Une performance qui donne envie de distribuer des mouchoirs aux étudiants présents… assister à un ex-ministre pleurant sur le sort du pouvoir qu’il n’a plus, c’est toujours un moment fort en émotion… et en acrobaties rhétoriques…
L’État profond, ce punching-ball préféré des ex-ministres
Comme tous ceux qui découvrent soudain que la démocratie n’est pas un parc d’attractions, Aujjar a sorti l’artillerie lourde… « l’État profond », « la bureaucratie héritée », « l’autonomie inégale »… Rien que ça… À l’écouter, on croirait qu’il a passé tout son mandat ligoté sur une chaise, bâillonné par un fonctionnaire en costume gris, l’empêchant « le pauvre » de lutter contre la corruption ou d’activer les mécanismes de contrôle de la Justice… alors qu’il était ministre de la Justice… Oui, la même Justice qui aurait pu, par exemple, poursuivre ceux qu’il accuse aujourd’hui… Mais comme dit le vieux proverbe de la politique : « Quand on n’a pas fait le ménage, mieux vaut accuser la poussière d’être trop collante. »…
Sélectivité politique façon buffet : on prend ce qui nous arrange
Et voilà que l’ancien ministre se découvre spécialiste des “quart de siècle de corruption”, des marchés publics louches et des retards administratifs… Admirable réveil tardif, il fallait peut-être régler l’alarme des responsabilités à une heure plus raisonnable… au moment où il siégeait au gouvernement par exemple… Quant à “l’autonomie inégale” et la “démocratie à deux vitesses”, on lui rappellera gentiment que ces sujets existaient bien avant que son parti ne s’installe confortablement dans les fauteuils du pouvoir… Et qu’ils n’ont pas vraiment disparu au moment où celui-ci a quitté les lieux… laissant quelques piles de dossiers non terminés en souvenir…

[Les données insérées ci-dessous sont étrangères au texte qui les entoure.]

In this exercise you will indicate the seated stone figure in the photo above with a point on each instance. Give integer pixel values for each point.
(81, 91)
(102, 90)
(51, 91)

Le syndrome du ministre débranché : quand l’influence s’en va, la mémoire flanche
Il y a, chez certains anciens dirigeants, un réflexe pavlovien (1)… sitôt éloignés du pouvoir, ils deviennent plus lucides que jamais… Une lucidité qui, curieusement, ne se manifeste qu’une fois le salaire, la voiture de fonction et l’agenda ministériel disparus… « Hello Benki and his brothers !! »…
Aujjar n’échappe pas à la règle… Il se présente désormais comme le visionnaire incompris qui aurait tout réglé, tout nettoyé, tout modernisé… si seulement l’Administration, le climat, la bureaucratie, la tectonique des plaques et peut-être même la Lune ne s’étaient pas ligués contre lui…
Analyse politique ou opération cosmétique ?
En fin de compte, la question est moins académique qu’il n’y paraît… Aujjar s’est-il découvert une vocation tardive d’analyste politique… ou tente-t-il simplement de repeindre son blason à la peinture dorée après avoir perdu son influence ?
À défaut de réponse, on retiendra qu’au Maroc, il y a deux catégories d’hommes politiques… ceux qui agissent, et ceux qui expliquent après coup pourquoi ils n’ont pas pu agir… Devinez dans laquelle l’ancien ministre vient de s’inscrire…
Aujjar nous aura appris qu’au Maroc, certains politiciens quittent le pouvoir comme on quitte une maison en désordre… en laissant la pagaille derrière eux, puis en accusant le voisin d’avoir renversé les meubles… Mais le public, lui, n’est plus dupe, il sait très bien qui tenait les clés… et qui a laissé la lumière allumée… Wa Salam Aleykoum wa Rahmatou Allah.
(1) Réflexe pavlovien / Un réflexe pavlovien est une réponse apprise et automatique à un stimulus, appelé stimulus conditionnel, qui était auparavant neutre… L'expérience de Pavlov : Pour démontrer ce réflexe, le physiologiste russe Ivan Pavlov a d'abord associé le son d'une clochette au moment où il donnait de la nourriture à ses chiens. Après plusieurs répétitions, les chiens ont commencé à saliver dès qu'ils entendaient le son de la clochette, même en l'absence de nourriture.